It’s easy to feel overwhelmed. This morning, the remainder of nine book-related events before the end of June set off my internal alarm system, waking me before dawn.
Sitting in the Mercy Retreat Center chapel a few hours later, my perception shifted.
How many people have the privilege of returning to places, people and organizations that have been the source of a lifetime of wake-up calls and gentle support?
I walked that trip in my head and on paper during the writing of Big Topics at Midnight. Pouring over diaries, journals and little tidbits tucked into dark corners of my memory gave me a new perspective on my life and Life in general. Now I am physically returning to the places and relationships where these moments occurred.

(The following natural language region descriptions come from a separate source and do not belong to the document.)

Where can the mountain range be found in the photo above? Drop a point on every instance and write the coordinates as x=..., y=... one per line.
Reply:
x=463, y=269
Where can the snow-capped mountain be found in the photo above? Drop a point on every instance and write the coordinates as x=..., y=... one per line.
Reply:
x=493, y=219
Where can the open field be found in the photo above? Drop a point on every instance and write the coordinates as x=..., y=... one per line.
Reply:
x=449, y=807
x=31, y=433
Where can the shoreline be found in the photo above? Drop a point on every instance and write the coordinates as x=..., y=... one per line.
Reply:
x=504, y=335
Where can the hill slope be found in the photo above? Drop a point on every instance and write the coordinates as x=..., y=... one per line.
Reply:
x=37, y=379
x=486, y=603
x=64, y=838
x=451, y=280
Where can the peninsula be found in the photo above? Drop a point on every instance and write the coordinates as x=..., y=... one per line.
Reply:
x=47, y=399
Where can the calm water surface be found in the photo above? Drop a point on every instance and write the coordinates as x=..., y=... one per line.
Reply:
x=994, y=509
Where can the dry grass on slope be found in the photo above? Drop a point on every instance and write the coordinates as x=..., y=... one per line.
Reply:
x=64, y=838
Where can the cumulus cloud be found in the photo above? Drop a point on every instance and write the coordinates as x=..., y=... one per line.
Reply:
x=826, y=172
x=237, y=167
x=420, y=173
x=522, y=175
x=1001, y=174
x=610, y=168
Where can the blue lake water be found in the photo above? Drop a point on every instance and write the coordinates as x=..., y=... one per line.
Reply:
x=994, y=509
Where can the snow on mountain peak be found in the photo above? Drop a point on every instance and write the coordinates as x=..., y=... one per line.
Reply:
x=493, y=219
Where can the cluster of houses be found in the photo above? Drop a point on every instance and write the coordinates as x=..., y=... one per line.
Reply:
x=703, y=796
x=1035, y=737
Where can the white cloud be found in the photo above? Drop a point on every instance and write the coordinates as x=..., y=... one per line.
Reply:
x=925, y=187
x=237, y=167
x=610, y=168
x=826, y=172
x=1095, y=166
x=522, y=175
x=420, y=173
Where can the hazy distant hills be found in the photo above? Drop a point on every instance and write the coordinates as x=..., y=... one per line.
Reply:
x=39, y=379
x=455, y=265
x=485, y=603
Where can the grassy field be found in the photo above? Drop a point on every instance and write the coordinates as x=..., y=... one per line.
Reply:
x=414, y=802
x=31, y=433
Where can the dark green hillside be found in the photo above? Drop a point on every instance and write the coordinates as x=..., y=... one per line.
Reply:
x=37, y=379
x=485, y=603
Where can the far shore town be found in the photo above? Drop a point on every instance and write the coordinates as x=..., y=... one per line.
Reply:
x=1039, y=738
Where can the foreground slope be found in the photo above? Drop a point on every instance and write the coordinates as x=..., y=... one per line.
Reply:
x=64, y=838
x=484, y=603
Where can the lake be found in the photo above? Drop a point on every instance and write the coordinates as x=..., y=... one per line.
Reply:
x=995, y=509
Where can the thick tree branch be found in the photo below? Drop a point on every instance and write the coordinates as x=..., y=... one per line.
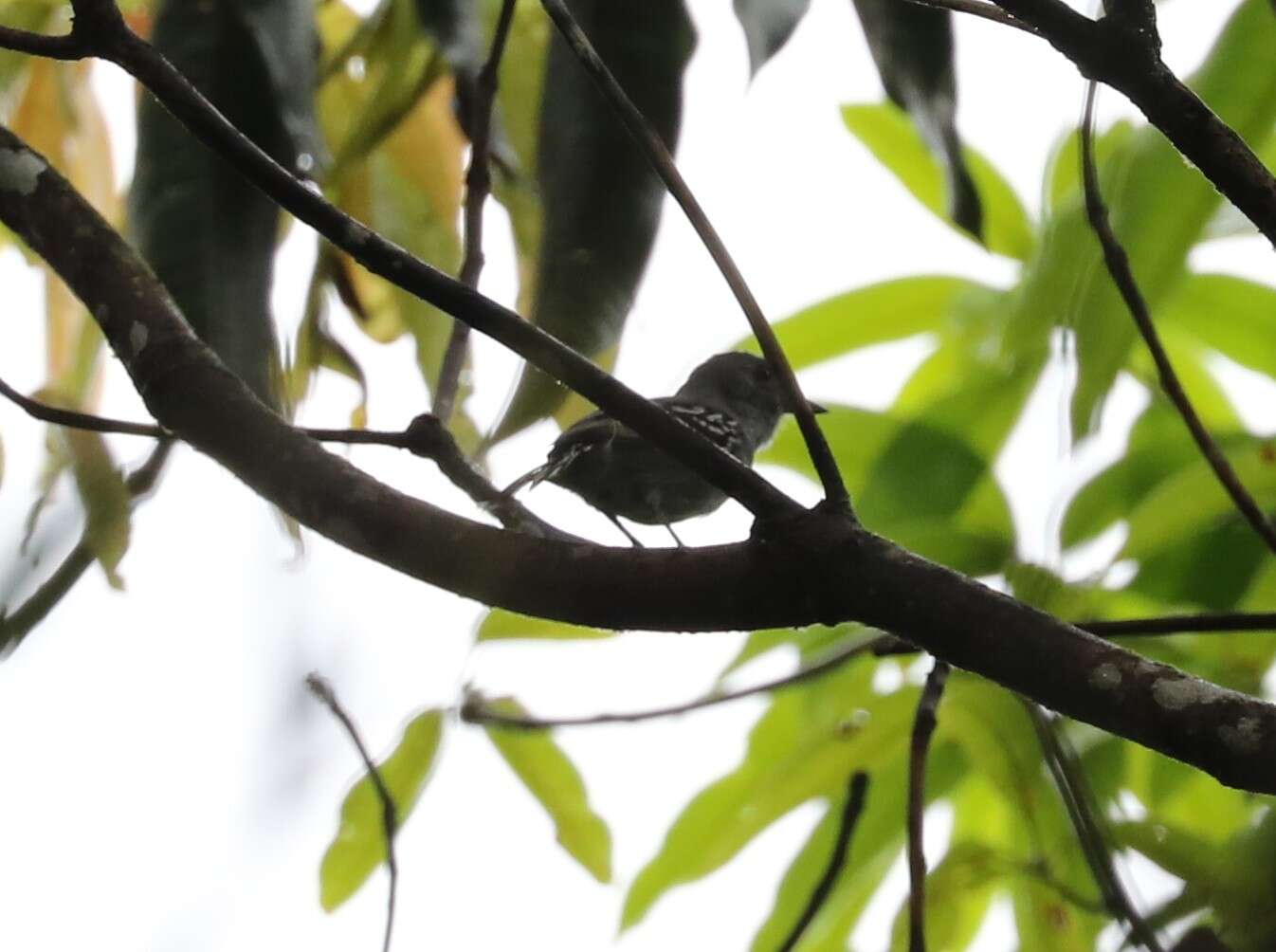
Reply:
x=100, y=30
x=478, y=185
x=797, y=569
x=1123, y=276
x=657, y=155
x=1123, y=51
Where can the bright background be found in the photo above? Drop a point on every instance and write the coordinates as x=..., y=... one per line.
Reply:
x=169, y=784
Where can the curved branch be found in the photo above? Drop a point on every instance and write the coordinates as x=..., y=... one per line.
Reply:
x=1123, y=276
x=799, y=569
x=102, y=32
x=657, y=155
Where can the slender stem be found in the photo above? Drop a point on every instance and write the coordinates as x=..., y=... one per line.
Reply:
x=390, y=812
x=651, y=143
x=922, y=729
x=475, y=711
x=1079, y=800
x=30, y=613
x=478, y=187
x=103, y=33
x=977, y=8
x=851, y=809
x=1123, y=276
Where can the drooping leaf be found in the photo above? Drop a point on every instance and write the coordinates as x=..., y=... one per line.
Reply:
x=358, y=845
x=767, y=26
x=914, y=483
x=206, y=231
x=1231, y=316
x=106, y=499
x=556, y=785
x=887, y=133
x=804, y=745
x=1066, y=284
x=600, y=198
x=877, y=842
x=913, y=47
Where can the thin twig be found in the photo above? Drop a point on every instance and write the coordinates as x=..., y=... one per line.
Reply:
x=976, y=8
x=77, y=420
x=851, y=809
x=475, y=711
x=1121, y=275
x=1079, y=800
x=425, y=436
x=656, y=152
x=390, y=812
x=17, y=626
x=102, y=32
x=478, y=185
x=922, y=729
x=55, y=47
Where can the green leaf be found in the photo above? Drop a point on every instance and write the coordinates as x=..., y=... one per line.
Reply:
x=1231, y=316
x=914, y=483
x=1066, y=284
x=891, y=310
x=1192, y=501
x=358, y=845
x=601, y=200
x=556, y=785
x=767, y=26
x=874, y=846
x=892, y=139
x=106, y=499
x=805, y=745
x=499, y=624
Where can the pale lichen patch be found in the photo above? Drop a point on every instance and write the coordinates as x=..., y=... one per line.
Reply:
x=1176, y=693
x=1105, y=676
x=21, y=170
x=1245, y=737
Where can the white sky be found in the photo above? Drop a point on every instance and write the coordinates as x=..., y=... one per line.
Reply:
x=169, y=784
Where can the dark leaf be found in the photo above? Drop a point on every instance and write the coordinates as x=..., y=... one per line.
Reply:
x=767, y=26
x=207, y=232
x=913, y=47
x=601, y=200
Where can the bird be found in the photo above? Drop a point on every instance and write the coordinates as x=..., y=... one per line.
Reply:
x=735, y=399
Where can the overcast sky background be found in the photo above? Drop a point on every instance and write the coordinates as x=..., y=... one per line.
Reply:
x=170, y=785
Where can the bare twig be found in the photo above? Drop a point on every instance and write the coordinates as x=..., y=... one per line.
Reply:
x=851, y=809
x=390, y=812
x=1079, y=800
x=17, y=626
x=1121, y=275
x=475, y=711
x=102, y=32
x=656, y=152
x=977, y=8
x=425, y=436
x=922, y=727
x=478, y=185
x=55, y=47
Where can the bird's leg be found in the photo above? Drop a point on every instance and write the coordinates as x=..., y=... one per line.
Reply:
x=629, y=535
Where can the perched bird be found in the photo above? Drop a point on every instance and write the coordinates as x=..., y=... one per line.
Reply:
x=731, y=398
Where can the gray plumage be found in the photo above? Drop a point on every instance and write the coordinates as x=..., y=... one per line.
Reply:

Yesterday I was with twenty-two others here at Mercy Center as we explored wake-up calls that have filled our bones and flowed from the Spirit. Most came because they’d heard about my event through Mercy Center—much as I was drawn to some of the events I’d attended here for the last twenty-nine years. But some were important people in my life; Pam, my first spiritual director; Bill and Peter, pastor and priest; Kate, an old friend; Ann and Paul, part of a now-ended Harvest Time circle; Holly and Bill, newer friends.
This morning I got an email from Andrea at the Presentation Prayer Center in Fargo, North Dakota where I will be doing a couple of events in October. In the late 1980s and early 1990s I traveled across town almost every week for the seven years we lived in Fargo to gather there for my covenant group’s meeting, a class or spiritual direction.
Following unexpected guidance while writing my book, I discovered the power of returning to the land where important things had happened—both ancestral and personal. I now realize that my book travels are the next step of that pilgrimage.
What had felt overwhelming is also a grace-filled gift. An “overly full calendar” holds the opportunity to be in places and with people who have been part of my formation while also meeting new acquaintances and having the transformative conversations I long for.
My heart overflows with gratitude. I feel like the luckiest person on the planet.